Whether they're boiled, scrambled, poached or baked, the humble egg can be incorporated into any meal throughout the day!


Question: What is the healthy weekly intake of eggs and why is important to stick to this guideline?

Sharon Natoli: The Australian Dietary Guidelines maintain that the everyday consumption of eggs can be included as part of a healthy, balanced diet. Eggs are a highly nutritious food that can make an important contribution to a healthy, well balanced diet. In fact, research shows egg lovers have higher intakes of vitamins A, E, B12 and folate compared to non-egg eaters.


Question: Why do you think eggs have got a bad rap in regards to 'fats"? Bust the myth!

Sharon Natoli: There has been much confusion in recent years about egg consumption, its impact on people's health and the -right' number of eggs to eat. There have also been many myths about the impact of eggs on health and in particular cardiovascular disease and cholesterol.

When it comes to the amount and type of fat in an egg, it's useful to know that one average egg contains just 5 grams of fat, most of which is the healthy unsaturated fat the body needs for normal daily functioning.

In 2005, all eggs produced in Australia received the Heart Foundation's healthy eating Tick of approval.

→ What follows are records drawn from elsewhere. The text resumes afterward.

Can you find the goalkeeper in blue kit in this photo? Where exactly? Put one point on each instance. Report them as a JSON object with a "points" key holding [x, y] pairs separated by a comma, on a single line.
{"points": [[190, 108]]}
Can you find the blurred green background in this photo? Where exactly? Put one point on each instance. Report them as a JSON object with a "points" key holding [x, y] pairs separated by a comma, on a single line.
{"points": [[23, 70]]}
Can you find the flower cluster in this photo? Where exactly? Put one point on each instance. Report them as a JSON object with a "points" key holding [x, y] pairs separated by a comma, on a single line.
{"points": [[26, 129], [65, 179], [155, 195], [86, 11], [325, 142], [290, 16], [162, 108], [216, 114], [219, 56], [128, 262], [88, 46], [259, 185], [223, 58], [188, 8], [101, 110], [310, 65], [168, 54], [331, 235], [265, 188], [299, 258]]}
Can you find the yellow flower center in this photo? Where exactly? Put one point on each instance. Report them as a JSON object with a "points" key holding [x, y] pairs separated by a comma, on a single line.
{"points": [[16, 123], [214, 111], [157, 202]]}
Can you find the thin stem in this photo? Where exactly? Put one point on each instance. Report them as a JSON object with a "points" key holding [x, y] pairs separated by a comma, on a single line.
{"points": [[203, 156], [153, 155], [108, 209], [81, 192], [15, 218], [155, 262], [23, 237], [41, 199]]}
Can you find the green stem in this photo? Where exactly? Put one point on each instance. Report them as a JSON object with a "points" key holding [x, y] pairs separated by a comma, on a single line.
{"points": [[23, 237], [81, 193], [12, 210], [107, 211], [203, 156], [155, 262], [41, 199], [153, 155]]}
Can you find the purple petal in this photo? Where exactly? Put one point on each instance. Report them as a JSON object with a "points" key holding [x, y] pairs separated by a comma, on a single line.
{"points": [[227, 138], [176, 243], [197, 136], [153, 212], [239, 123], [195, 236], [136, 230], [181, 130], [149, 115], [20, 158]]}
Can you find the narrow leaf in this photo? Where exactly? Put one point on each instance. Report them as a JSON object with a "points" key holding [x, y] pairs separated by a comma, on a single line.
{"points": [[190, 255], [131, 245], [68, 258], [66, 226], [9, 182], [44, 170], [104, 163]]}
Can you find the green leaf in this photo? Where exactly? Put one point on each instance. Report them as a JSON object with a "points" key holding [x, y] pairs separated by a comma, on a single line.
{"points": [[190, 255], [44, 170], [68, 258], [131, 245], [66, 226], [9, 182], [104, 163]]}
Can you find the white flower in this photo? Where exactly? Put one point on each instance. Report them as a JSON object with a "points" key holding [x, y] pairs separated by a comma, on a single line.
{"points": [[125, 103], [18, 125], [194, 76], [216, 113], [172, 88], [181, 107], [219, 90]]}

This move was based on scientific evidence showing eggs are a highly nutritious food that can be included in the diet of healthy Australians without increasing their risk of heart disease.


Question: What's your favourite way to eat eggs?

Sharon Natoli: I love scrambled eggs on wholegrain toast – it's my ideal way to start the day!


Question: Can you tell us about your role as a member of the Egg Nutrition Council?

Sharon Natoli: As part of my role, I review scientific research papers, studies and reports on eggs and nutrition from around the world. I then work with the council to help provide advice to Australian Eggs as well as developing position statements on the different aspects of egg nutrition for Australian healthcare professionals.

Our aim at the ENC is to also provide Australians with the most up-to-date dietary information on eggs and demonstrate the positive impact good nutrition can have on your life.


Question: What originally inspired your career?

Sharon Natoli: I want to encourage Aussies to make healthier food choices and reduce the amount of junk food we eat. That's the reason I started my career and continue to do the work I do.